Driving back to the cabin, on a shadowy road that wound and dipped through old-growth firs, they really did see a deer. It appeared suddenly, on a tight curve, huge and golden in the headlights. Edward couldn’t brake in time and the deer, watching them with an expression of pitiful indifference, was hit head-on. Edward screamed, something Fidelia had never heard him do before. It was a ghastly, high-pitched scream, and it made her for an instant dislike him.
They pulled over and got out of the car. The deer lay unmoving on the gravel verge. It had a set of sharp antlers and its eyes were open, black and luminous in the chilly dusk. Blood bubbled from its nostrils. It was still breathing.
“Let’s go,” Fidelia said.
“We should call somebody.”
“Who?”
“I don’t know.”
“There’s nothing anyone can do.”
“I don’t want to just leave it here,” Edward said.
Fidelia was already walking back to the car. She wanted to get away from the deer and go back to the cabin, with its Murphy bed and musty smells, its little sign in the bathroom requesting that sanitary pads not be flushed down the toilet. Edward was yelling at her. She got in the car and closed the door.
One of the headlights was out, the other shining off into the dense forest. Fidelia could see that the hood was buckled. For some reason she remembered the last faculty meeting she’d attended. Everyone had been asked to state their preferred pronouns. When her turn came, as a joke, and thinking the whole thing ridiculous, she’d said, “I’m a she the last time I checked.” Only one person had laughed. The others had looked into their laps.
Edward was inspecting the front of the car, his face angry, his ponytail coming loose. In a moment he was in the driver’s seat again, smelling of the cold and the citrusy antiperspirant he used. He said nothing to Fidelia. He fixed the rearview mirror, which had somehow gotten twisted around. Then he started the engine, put on his seatbelt, and pulled back onto the road.

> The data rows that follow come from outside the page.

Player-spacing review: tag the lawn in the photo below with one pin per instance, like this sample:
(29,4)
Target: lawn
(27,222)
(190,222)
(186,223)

They got home Sunday afternoon. Fidelia had thought she would be relieved to find no one there. What she felt was a mild sort of longing—for the trucks, the tools, the noise, the dirt and drizzle. It was a warm, radiant day. The yard was quiet and clean and the patio had been completed, its pavers set in a herring bone pattern, scrubbed and shining in the sunlight.
“Looks great,” Edward said, standing in the middle of the patio. He tapped it here and there with his foot, as if testing it for seaworthiness.
Fidelia had to admit it was lovely. She liked the way it curved away from the shed in a gentle parabola. She saw where the table would go and the gas grill and the big earthenware pot of clumping bamboo. Then she remembered the excrement, and a fury sprang up inside her.
She stepped behind the hydrangeas to see if anyone had gone back there again. If so she would call Larry the Landscaper and demand he clean it up. She would also demand reimbursement, she wasn’t sure how much. Twenty percent? Fifty?
She found nothing. She looked in other parts of the yard—behind the compost bin, in the cobwebby spot between the butterfly bush and the quince tree, under the dogwood that was just beginning to bloom. There was nothing, nothing. For a disconcerting moment she wondered if she’d dreamed the whole episode. No, it had been there. The shit had been there. She’d picked it up and discarded it.
Edward had gone in the house. Fidelia got a folding chair from the shed. She opened it and sat taking in the new patio. It was so bright she had to squint. She kept squinting. Then she closed her eyes and tried to relax. She wanted a drink. She should go make one and bring it out here and then relax, she told herself, but she didn’t move. The labradoodle started up with its incessant barking. Fidelia sat there with her eyes closed, the patio solid and level beneath her. The dog’s shrill yelps jabbed at her ears. She was cold despite the sun on her face. After a while she put the chair away and went into the house.